世の中には一度でも楽しいが、何度も噛み締めるように読み、遊ぶとその「美味さ」がわかってくるような作品がある。

私にとってのスルメゲーは『ジルオール(インフィニットプラスまで)』。何度やっても良いものは良い。最近PlayStation時代の名作がNintendo Switchに移植されたりリメイクされたりしているので、ジルオールも是非お願いしたい。どうか頼む……………

 

さて、前置きはここまでにして、今回ご紹介したいのは私の中で「これはスルメ本になるのではないか……!?」という確信めいた何かを感じ取った本。

 

つむじ風食堂の夜

吉田篤弘 著 ちくま文庫 よ18-1

ISBN:4-980-42174-2

NDC:913.6

 

月舟町の十字路の角にある、店名を掲げない、名無しの食堂。その十字路の四方から風が吹き、ぶつかり合ってつむじ風を起こす場所にあるので、いつの間にかその食堂は「つむじ風食堂」と呼ばれている。パリのビストロで修行した店主とその姪のサエコさんが切り盛りしている。背の真ん中でくっきり左右に白と黒の毛が分かれている「オセロ」という看板猫もいる。
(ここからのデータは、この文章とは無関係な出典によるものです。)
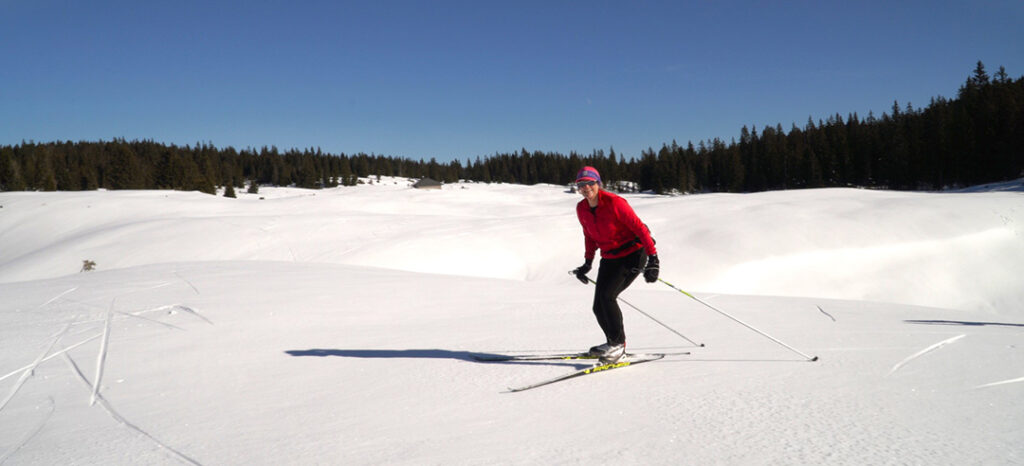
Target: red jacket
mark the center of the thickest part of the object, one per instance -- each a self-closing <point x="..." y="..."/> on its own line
<point x="612" y="227"/>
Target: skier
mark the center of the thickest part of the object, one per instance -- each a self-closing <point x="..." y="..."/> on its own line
<point x="627" y="248"/>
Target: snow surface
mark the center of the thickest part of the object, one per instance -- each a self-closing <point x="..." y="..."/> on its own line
<point x="337" y="327"/>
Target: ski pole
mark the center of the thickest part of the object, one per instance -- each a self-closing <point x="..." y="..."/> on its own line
<point x="651" y="318"/>
<point x="810" y="358"/>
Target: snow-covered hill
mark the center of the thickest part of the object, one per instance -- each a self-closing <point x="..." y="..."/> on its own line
<point x="337" y="327"/>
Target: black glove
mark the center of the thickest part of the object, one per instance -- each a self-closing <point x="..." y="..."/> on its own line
<point x="650" y="271"/>
<point x="582" y="270"/>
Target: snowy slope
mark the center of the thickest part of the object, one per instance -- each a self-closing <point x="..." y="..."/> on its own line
<point x="337" y="327"/>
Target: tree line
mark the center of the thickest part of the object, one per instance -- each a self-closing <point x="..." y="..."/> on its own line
<point x="974" y="138"/>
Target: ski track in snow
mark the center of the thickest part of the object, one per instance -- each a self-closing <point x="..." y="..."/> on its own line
<point x="101" y="355"/>
<point x="117" y="417"/>
<point x="1019" y="379"/>
<point x="923" y="352"/>
<point x="32" y="368"/>
<point x="69" y="348"/>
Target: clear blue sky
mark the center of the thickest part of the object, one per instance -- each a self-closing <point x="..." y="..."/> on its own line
<point x="462" y="79"/>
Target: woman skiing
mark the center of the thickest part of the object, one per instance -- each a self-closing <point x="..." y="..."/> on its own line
<point x="627" y="248"/>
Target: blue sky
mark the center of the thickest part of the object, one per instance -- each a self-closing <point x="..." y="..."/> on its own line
<point x="467" y="79"/>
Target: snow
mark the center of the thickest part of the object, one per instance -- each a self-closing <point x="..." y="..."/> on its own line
<point x="337" y="327"/>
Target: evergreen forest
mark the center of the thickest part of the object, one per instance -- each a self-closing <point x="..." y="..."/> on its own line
<point x="974" y="138"/>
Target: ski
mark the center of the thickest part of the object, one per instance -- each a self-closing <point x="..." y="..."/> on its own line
<point x="627" y="361"/>
<point x="553" y="356"/>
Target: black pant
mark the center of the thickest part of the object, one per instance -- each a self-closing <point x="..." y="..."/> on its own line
<point x="614" y="276"/>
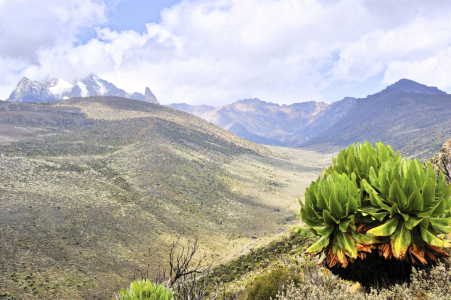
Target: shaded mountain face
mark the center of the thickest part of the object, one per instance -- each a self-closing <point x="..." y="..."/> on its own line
<point x="408" y="116"/>
<point x="59" y="89"/>
<point x="270" y="123"/>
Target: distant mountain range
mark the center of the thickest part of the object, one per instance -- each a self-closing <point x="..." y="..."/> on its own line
<point x="408" y="115"/>
<point x="271" y="123"/>
<point x="59" y="89"/>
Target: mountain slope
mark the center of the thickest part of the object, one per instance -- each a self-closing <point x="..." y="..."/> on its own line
<point x="407" y="115"/>
<point x="93" y="191"/>
<point x="58" y="89"/>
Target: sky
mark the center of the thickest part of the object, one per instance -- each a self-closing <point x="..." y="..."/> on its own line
<point x="217" y="52"/>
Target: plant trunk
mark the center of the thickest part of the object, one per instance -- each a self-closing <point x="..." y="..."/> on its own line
<point x="376" y="272"/>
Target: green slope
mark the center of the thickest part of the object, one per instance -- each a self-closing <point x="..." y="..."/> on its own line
<point x="94" y="190"/>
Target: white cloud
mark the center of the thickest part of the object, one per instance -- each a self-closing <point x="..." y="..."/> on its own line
<point x="220" y="51"/>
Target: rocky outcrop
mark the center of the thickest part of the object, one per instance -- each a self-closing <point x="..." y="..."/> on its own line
<point x="30" y="91"/>
<point x="150" y="97"/>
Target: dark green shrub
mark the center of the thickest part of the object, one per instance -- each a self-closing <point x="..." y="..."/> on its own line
<point x="268" y="285"/>
<point x="145" y="290"/>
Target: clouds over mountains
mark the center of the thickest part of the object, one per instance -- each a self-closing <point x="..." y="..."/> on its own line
<point x="281" y="51"/>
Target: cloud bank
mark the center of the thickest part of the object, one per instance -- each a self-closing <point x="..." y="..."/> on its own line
<point x="216" y="52"/>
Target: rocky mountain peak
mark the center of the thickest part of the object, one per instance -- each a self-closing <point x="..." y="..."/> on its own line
<point x="407" y="85"/>
<point x="150" y="97"/>
<point x="59" y="89"/>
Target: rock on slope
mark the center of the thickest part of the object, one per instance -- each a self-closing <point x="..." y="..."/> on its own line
<point x="59" y="89"/>
<point x="442" y="160"/>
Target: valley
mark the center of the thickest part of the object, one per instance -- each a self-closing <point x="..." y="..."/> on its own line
<point x="94" y="190"/>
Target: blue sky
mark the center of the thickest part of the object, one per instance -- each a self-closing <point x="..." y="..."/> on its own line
<point x="219" y="51"/>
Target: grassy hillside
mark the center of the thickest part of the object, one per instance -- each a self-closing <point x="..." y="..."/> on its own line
<point x="94" y="190"/>
<point x="415" y="123"/>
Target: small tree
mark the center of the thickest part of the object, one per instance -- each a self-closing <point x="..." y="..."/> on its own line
<point x="371" y="201"/>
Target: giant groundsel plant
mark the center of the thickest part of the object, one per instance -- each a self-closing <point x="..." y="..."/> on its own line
<point x="370" y="199"/>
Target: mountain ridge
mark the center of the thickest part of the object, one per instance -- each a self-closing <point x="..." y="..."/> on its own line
<point x="59" y="89"/>
<point x="270" y="123"/>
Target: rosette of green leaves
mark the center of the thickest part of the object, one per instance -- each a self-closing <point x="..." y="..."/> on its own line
<point x="359" y="159"/>
<point x="412" y="205"/>
<point x="330" y="205"/>
<point x="144" y="289"/>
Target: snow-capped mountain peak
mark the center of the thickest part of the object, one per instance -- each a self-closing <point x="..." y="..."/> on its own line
<point x="59" y="89"/>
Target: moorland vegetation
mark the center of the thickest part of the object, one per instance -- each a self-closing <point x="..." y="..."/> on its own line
<point x="94" y="190"/>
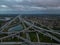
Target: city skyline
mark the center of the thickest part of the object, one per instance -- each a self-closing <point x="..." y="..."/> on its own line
<point x="30" y="6"/>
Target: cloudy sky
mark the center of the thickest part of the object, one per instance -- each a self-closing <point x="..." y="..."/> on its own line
<point x="30" y="6"/>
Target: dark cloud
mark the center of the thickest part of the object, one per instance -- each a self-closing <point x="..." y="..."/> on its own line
<point x="29" y="5"/>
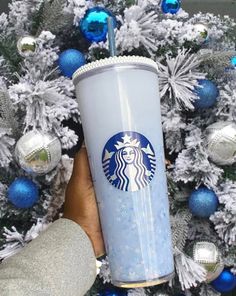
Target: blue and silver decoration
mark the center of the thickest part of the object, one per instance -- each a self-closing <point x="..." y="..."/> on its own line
<point x="23" y="193"/>
<point x="233" y="61"/>
<point x="94" y="25"/>
<point x="203" y="202"/>
<point x="226" y="282"/>
<point x="170" y="6"/>
<point x="207" y="93"/>
<point x="69" y="61"/>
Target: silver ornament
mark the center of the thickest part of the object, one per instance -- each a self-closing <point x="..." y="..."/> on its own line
<point x="201" y="33"/>
<point x="221" y="142"/>
<point x="208" y="256"/>
<point x="38" y="152"/>
<point x="27" y="45"/>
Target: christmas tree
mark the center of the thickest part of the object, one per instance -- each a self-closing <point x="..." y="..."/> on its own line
<point x="42" y="43"/>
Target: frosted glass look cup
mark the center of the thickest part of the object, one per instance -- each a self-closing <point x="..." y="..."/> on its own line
<point x="120" y="111"/>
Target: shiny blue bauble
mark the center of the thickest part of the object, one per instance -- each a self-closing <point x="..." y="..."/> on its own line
<point x="69" y="61"/>
<point x="23" y="193"/>
<point x="233" y="61"/>
<point x="207" y="92"/>
<point x="94" y="24"/>
<point x="112" y="292"/>
<point x="170" y="6"/>
<point x="203" y="202"/>
<point x="226" y="282"/>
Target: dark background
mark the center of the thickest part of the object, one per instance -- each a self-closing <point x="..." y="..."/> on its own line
<point x="223" y="7"/>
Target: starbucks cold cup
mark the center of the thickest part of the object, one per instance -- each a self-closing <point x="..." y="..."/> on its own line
<point x="120" y="111"/>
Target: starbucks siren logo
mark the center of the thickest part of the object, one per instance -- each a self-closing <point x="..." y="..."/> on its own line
<point x="129" y="161"/>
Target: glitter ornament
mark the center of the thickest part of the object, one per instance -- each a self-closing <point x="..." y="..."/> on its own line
<point x="170" y="6"/>
<point x="221" y="142"/>
<point x="226" y="282"/>
<point x="233" y="61"/>
<point x="23" y="193"/>
<point x="203" y="202"/>
<point x="69" y="61"/>
<point x="27" y="45"/>
<point x="207" y="254"/>
<point x="207" y="93"/>
<point x="202" y="33"/>
<point x="38" y="152"/>
<point x="94" y="24"/>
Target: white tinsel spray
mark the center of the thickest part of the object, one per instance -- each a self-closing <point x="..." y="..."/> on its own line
<point x="178" y="78"/>
<point x="189" y="272"/>
<point x="138" y="28"/>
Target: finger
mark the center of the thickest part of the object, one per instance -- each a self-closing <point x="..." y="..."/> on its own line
<point x="81" y="169"/>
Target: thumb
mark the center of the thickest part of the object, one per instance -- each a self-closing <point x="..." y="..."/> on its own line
<point x="81" y="171"/>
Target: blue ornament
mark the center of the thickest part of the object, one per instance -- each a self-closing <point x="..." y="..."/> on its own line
<point x="23" y="193"/>
<point x="170" y="6"/>
<point x="225" y="282"/>
<point x="207" y="92"/>
<point x="112" y="292"/>
<point x="203" y="202"/>
<point x="94" y="24"/>
<point x="233" y="62"/>
<point x="69" y="61"/>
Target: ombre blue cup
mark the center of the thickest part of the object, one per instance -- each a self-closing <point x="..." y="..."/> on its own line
<point x="120" y="111"/>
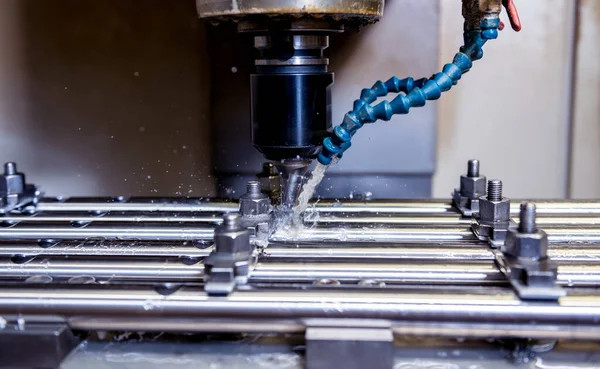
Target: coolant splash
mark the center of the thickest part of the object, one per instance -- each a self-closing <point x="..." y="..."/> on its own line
<point x="308" y="190"/>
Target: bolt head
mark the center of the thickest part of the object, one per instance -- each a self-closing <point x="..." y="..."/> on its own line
<point x="473" y="187"/>
<point x="252" y="205"/>
<point x="494" y="211"/>
<point x="495" y="231"/>
<point x="12" y="184"/>
<point x="232" y="242"/>
<point x="526" y="245"/>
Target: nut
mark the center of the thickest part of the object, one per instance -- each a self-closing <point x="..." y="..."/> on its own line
<point x="494" y="211"/>
<point x="12" y="184"/>
<point x="527" y="245"/>
<point x="495" y="231"/>
<point x="472" y="187"/>
<point x="254" y="204"/>
<point x="232" y="241"/>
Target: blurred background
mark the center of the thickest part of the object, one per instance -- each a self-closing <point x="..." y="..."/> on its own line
<point x="138" y="97"/>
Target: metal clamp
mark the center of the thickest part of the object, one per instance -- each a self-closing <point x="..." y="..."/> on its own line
<point x="472" y="187"/>
<point x="229" y="264"/>
<point x="493" y="221"/>
<point x="524" y="259"/>
<point x="14" y="192"/>
<point x="349" y="347"/>
<point x="34" y="345"/>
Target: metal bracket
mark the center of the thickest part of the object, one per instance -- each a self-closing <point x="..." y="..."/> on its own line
<point x="493" y="233"/>
<point x="349" y="348"/>
<point x="524" y="259"/>
<point x="14" y="192"/>
<point x="35" y="345"/>
<point x="531" y="280"/>
<point x="466" y="206"/>
<point x="229" y="264"/>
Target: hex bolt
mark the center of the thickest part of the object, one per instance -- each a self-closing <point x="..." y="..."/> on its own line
<point x="10" y="168"/>
<point x="231" y="221"/>
<point x="269" y="169"/>
<point x="527" y="217"/>
<point x="473" y="168"/>
<point x="494" y="190"/>
<point x="253" y="188"/>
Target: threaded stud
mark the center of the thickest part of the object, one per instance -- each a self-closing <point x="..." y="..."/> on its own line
<point x="473" y="168"/>
<point x="10" y="168"/>
<point x="253" y="188"/>
<point x="494" y="190"/>
<point x="527" y="217"/>
<point x="231" y="220"/>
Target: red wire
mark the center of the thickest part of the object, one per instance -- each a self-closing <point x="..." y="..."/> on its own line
<point x="513" y="15"/>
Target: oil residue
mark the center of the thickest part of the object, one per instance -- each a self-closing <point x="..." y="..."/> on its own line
<point x="308" y="191"/>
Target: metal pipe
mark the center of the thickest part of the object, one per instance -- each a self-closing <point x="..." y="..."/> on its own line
<point x="489" y="305"/>
<point x="545" y="207"/>
<point x="374" y="235"/>
<point x="280" y="252"/>
<point x="399" y="328"/>
<point x="105" y="249"/>
<point x="189" y="269"/>
<point x="77" y="217"/>
<point x="106" y="231"/>
<point x="326" y="253"/>
<point x="449" y="220"/>
<point x="139" y="205"/>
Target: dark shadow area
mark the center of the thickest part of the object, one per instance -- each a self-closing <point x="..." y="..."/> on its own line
<point x="117" y="97"/>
その町に最近引っ越してきた、人工降雨の研究をしている「雨降り先生」の視点で読んでいく連作短編集。「二重空間移動装置」なるものを売る帽子屋や、深夜まで店を開いている読書家の果物屋の青年、劇団の人気二番手の女優奈々津さんたちの個性的な住人達との日々を優しく噛み締めるような文体で描いている。

 

私は小さな頃家族で行くファミレスのコーンスープが大好きでした。温かくて、ほんのり甘くてとても優しい味がして、非日常感が時折鼻を擽る、いつまでも口にしていたいような幸せが詰まった味がすると思っていたものです。『つむじ風食堂の夜』を読んでいて、私は頻繁にそのコーンスープを思い出していました。温かくて、ほんのり甘くて、とても優しい味のある文、ここではないどこか……この場合は月舟町でしょうか、心がふわっとそちらへ向かっていくような心地がして、読んでいると時折鼻を擽るような不思議な幸福感を味わいつつそっと最後のページを閉じました。

 

「これは、何度でも読めるな……」

溜め息と共に思わず呟いてしまいました。

最近独り言が増えてきて、家族に不気味がられております。いいじゃない、いい本を読み終わったんだもの!思わず気持ちが声になって出てきてもおかしくないんだからね!と言い訳をしたい。

 

梅雨の時期になってきました。雨に降り込められてステイホームにも磨きが掛かる日が増えてくる頃合いです。そんな時にごろりと横になってクッションとかに頭や体を預け、時折飲み物を飲んで(熱中症にはお気を付けください)、ゆっくりとページを捲るのにこの本は最適かと思います。

つむじ風食堂の夜』はスルメ本であり、くつろぎ本でもある。そして、文の味わいを感じながらゆったり読む、のんびり読みをお勧めしたいです。